The broad effect of M013 expression in the retina of EAU mice observed by qRT-PCR and multiplex ELISA suggests that M013 can indirectly modulate multiple immune relevant pathways in the retina. This could possibly be the ability of M013 to modulate the expression of cytokines involved in the early stages of the disease or due to a yet uncharacterized interaction of M013 with proteins expressed within retinal cells. A better understanding of this intricate effect will allow the refinement of our efforts to translate the use of M013 as a therapeutic intervention. The recent characterization of M013 interaction with either NF-κB or ASC-1 by Garg et al. [8] opens the possibility to determine the contribution of each pathway towards the overall protective effect of this gene in the setting of EAU. We are currently testing some of these mutant forms of M013 in other animal models. Finally, the use of single cell RNAseq will allow the characterization of the cellular and gene expression changes mediated by M013 expression in the retina of the EAU mouse model, thus allowing the identification of potential side effects due to prolonged inhibition of these pathways in the retina.

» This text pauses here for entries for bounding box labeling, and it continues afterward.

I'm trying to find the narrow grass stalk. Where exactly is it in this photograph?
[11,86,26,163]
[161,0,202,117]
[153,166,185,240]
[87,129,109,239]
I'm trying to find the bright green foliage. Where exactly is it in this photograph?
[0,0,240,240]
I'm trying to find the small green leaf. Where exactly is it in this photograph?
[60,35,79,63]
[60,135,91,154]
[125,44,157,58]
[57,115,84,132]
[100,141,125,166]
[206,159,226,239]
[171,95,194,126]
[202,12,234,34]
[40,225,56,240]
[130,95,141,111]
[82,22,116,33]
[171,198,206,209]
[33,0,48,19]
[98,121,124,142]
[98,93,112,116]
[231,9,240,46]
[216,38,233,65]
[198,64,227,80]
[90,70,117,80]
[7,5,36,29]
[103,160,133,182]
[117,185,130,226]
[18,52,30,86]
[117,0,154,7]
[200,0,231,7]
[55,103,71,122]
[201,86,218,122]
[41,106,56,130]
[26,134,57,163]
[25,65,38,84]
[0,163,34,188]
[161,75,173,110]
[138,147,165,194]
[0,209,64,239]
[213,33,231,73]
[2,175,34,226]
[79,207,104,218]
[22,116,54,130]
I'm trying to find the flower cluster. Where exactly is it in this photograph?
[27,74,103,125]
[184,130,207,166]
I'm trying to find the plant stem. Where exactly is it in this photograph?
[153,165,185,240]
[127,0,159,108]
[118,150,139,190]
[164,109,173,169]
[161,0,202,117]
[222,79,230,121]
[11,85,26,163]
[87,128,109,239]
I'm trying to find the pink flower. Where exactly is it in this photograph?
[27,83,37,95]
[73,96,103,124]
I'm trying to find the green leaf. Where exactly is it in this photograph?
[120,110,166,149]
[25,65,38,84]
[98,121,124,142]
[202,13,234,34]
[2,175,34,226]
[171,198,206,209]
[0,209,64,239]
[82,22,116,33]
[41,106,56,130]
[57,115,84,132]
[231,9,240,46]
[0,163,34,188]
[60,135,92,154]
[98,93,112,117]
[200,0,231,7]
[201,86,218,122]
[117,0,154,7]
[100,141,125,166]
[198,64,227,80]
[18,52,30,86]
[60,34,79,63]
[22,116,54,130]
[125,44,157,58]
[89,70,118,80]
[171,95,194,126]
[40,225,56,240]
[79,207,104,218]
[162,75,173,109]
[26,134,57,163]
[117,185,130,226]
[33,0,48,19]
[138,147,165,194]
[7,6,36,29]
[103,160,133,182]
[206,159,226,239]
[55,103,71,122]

A limitation of our study is that it only demonstrated that AAV-TatM013 protects against retinal inflammation, but it did not evaluate if this vector can also treat the disease. Due to the time it takes for the inflammation to peak in the EAU mouse model and the time it takes for the AAV to express a transgene in the post-mitotic cells of the retina (~21–30 days), it is not feasible to test if this vector can treat uveoretinitis using this model. Future experiments will combine the use of self-complementary AAV vectors which are known to have a shorter time to expression in the retina (~14 days) with the use of a mouse model of spontaneous autoimmune uveitis. The B10.RIII mice carrying the R161M T-cell receptor mutation was developed and characterized by Horai et al. and developed spontaneous autoimmune uveitis with a 100% incidence by 11 weeks of age [16,29]. This mouse model will allow the testing once the disease commences and to determine how M013 affects the progression of the disease.

5. Conclusions

We have demonstrated that the use of an AAV delivering a secretable and cell penetrating M013 gene can protect the eye against ocular inflammation due to autoimmune damage. This viral vector can be of benefit in autoimmune diseases such as rheumatoid arthritis or sympathetic ophthalmia.

6. Patents

This work is covered in US patent application US20160376325A1.